Just because it kicks so much ass. It kicks booty, you know?
How does it show up in your own music?
The thing I learned from The Chronic is just like–telling stories about your friends, you know? Like they were just sitting around, just hanging out, and they’re rad stories–about being out and partying and raising hell and being young–like driving around and you see some dumbass on the street and you clown him! Or you see some ladies and you say what’s up! The thing that really got me-as opposed to a lot of hip-hop that was coming out-was that these stories just seemed really really true. True in sort of a nostalgic way–like ‘Remember the way we used to hang out on the block?’ That’s always been the vibe I wanted to recreate in my songs a lot-like a story that he’s telling so casually that it must be real.

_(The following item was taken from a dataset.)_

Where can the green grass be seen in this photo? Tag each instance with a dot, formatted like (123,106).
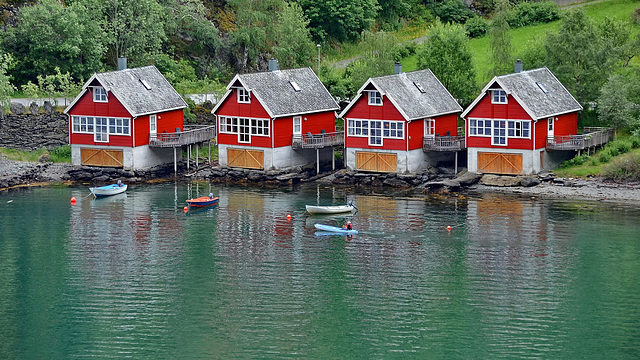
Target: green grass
(59,154)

That’s what’s really important to me about The Chronic–it’s basically like a novel. About these guys growing up in the neighborhood, and that’s a rad thing to write about.
The Beach Boys in the sixties and then Dr. Dre in the nineties.
Totally. That’s what’s cool about the Beach Boys, too. That’s California style shit–in The Chronic, they talk about their cars, too. It feels nice to me–feels comfortable.
How many songs do you have on demos?
I have tons of records already done. I don’t really wanna have to use them.
Just save them up?
I don’t know what the fuck I’ll do with them. Maybe eventually I won’t have anything to say anymore, so then I can just put that crap out, right?
Are you cautious about how long your talent will last?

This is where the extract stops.